Dan shouted, “Who has time for all this bird shit?”

She tried to block his loudness.

Couldn't.

She heard water pouring. Cool glass was put into her hand. “Drink,” he said quietly.

She drank. “It's any loud noise,” she explained. “Dan, what's the time?”

“Why the worry about time?”

“Alix,” she said, thinking about the bus schedule. She had committed to memory those routes needed for her brief forays. The Hollywood bus left at two thirty-five.

“What's with Alix?”

“Nothing. She's out, and I like to be home when she's there. What is it?”

“Two, about,” he said.

“There's time to talk.” Her voice faded, then returned. “Dan, do you think it was some kind of punishment?”

He understood. Jamie. “No,” he said. “But you do.”

“More than that.” She glanced at the resting bird. “All my life I've been looking for a meaning, a pattern. I think that's really why I started to paint. Painters and writers are searching for some kind of order. They always have been. Take the writers of the Bible. People always're being punished unto the third and fourth generation.
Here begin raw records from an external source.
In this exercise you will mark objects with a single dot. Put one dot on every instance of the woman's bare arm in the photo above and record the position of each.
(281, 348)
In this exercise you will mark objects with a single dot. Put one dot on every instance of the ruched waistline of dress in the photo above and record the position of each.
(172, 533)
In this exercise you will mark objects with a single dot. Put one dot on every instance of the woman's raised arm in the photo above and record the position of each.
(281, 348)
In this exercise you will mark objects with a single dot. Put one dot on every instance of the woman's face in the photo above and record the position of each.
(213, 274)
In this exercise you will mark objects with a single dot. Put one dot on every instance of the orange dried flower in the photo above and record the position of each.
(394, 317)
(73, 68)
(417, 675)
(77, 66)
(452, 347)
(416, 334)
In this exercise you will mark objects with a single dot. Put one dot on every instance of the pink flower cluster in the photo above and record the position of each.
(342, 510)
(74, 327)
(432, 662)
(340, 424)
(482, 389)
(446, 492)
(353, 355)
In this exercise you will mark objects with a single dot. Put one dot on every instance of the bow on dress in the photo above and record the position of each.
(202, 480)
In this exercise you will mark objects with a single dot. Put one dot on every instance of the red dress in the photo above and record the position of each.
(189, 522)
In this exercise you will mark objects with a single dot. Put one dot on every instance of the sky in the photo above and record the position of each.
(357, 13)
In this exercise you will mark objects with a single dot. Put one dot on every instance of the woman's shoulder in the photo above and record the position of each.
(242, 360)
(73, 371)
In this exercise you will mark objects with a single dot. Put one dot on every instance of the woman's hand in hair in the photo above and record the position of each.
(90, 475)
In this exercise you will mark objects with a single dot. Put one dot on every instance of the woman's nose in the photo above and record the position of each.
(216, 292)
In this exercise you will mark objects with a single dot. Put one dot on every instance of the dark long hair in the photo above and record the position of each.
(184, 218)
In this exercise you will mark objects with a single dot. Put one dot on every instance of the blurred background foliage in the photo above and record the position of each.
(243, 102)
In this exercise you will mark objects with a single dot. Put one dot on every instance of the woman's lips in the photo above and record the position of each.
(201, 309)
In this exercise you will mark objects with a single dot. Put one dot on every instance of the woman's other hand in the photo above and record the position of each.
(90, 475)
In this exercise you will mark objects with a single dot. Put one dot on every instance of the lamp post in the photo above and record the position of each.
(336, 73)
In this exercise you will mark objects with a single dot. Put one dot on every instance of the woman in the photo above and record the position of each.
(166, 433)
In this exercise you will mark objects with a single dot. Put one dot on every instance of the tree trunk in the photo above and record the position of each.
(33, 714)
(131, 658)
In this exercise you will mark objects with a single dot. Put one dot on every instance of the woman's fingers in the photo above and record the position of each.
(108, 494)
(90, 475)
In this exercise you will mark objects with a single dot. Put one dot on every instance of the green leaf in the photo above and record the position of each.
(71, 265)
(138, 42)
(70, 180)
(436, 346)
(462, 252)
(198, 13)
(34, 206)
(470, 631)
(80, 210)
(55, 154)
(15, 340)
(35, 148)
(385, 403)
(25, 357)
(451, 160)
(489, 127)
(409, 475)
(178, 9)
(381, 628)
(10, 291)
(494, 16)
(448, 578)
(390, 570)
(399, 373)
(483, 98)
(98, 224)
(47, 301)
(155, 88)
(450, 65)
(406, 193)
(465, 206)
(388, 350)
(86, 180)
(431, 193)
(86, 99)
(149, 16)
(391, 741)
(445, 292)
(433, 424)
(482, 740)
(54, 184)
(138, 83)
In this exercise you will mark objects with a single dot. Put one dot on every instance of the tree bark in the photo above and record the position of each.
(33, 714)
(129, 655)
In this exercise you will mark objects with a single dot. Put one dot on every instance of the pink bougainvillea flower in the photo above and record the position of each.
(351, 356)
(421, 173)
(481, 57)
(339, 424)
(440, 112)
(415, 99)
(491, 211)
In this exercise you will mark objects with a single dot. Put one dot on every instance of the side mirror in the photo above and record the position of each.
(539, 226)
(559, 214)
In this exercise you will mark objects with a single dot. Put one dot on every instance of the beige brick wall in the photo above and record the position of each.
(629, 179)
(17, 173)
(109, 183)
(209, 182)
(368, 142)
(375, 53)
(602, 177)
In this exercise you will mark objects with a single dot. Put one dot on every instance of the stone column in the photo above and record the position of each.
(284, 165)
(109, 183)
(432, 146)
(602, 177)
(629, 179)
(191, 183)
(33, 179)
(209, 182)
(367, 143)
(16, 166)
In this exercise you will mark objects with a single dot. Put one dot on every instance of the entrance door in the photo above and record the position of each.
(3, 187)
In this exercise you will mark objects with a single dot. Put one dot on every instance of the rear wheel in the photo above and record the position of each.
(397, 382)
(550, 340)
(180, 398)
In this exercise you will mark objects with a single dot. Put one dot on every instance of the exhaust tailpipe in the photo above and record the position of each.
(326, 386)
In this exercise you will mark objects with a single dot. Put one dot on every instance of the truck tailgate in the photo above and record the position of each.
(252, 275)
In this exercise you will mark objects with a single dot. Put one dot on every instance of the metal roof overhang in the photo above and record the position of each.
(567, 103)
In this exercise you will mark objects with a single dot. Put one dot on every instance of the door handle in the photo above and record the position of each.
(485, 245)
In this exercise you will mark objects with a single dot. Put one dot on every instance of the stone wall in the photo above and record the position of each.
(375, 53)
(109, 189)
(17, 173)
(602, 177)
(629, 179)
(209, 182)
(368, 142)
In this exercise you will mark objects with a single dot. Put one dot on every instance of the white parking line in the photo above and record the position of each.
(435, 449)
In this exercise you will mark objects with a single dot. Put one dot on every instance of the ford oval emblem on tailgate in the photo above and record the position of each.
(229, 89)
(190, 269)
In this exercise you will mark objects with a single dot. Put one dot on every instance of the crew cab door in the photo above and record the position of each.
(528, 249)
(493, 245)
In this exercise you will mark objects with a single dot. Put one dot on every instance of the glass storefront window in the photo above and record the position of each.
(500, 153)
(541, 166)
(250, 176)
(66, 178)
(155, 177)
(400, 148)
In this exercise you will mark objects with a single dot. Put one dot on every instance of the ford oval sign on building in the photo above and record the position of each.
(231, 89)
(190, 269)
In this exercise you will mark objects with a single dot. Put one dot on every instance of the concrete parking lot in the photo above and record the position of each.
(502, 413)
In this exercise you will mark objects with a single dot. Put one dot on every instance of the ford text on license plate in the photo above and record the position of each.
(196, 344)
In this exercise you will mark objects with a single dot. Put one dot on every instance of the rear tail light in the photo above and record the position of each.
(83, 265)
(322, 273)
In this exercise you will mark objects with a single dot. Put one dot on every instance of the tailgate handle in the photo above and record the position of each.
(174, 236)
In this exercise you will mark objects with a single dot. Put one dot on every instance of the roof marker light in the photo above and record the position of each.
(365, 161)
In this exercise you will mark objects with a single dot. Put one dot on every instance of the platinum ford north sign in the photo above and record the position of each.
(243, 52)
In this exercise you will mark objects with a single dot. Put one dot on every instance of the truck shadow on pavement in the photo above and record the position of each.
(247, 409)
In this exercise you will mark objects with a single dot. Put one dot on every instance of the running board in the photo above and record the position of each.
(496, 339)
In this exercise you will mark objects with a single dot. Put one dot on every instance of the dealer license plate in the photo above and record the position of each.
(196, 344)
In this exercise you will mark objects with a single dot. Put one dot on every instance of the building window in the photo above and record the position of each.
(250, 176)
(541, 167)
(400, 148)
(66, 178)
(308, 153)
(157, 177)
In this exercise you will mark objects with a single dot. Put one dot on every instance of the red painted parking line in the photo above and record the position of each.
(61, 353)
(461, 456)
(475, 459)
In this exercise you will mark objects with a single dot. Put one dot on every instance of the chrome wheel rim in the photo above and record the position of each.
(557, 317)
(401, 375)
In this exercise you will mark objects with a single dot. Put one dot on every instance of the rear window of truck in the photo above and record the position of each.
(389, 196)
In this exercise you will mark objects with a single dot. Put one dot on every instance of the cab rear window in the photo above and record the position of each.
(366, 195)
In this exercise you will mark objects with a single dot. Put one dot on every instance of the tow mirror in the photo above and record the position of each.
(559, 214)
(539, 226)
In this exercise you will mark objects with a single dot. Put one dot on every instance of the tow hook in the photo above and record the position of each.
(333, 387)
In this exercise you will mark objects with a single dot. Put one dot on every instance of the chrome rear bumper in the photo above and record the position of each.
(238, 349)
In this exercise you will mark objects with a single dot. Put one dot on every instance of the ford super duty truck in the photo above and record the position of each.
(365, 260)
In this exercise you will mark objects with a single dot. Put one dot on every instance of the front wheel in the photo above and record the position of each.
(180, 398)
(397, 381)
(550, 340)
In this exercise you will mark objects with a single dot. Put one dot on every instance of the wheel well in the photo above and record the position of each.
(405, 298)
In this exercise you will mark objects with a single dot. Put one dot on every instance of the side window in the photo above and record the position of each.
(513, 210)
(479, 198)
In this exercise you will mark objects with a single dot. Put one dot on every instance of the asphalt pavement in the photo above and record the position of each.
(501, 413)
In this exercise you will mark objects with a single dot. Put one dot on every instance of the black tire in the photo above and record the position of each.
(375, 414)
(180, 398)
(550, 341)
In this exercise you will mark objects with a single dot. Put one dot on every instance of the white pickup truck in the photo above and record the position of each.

The cruelties of life made some sort of sense if they were punishment by Him, even if for a very remote crime.”

“Take it easy,” he said.

“I'm not coherent? I never am, am I? But think about it, Dan.” And she went on, as incoherently, that she didn't believe life is meaningless, she did believe that certain people, certain families, certain groups are pursued by tragedy. She cited the Greeks, and paused, taking a deep breath. “Groups pursued by tragedy.”

Her fingers pressed down until the nails were purple shells. “Would it have happened if we weren't Jewish?”

A gagging noise came from Dan's throat. “Why I ever made such a half-ass remark.”

“You meant it.”

“Like hell.”

“If I were Caroline and you were Gene, would he have killed Cricket?”

“Look, why don't we knock this off? Raymond Earle is a certified lunatic.”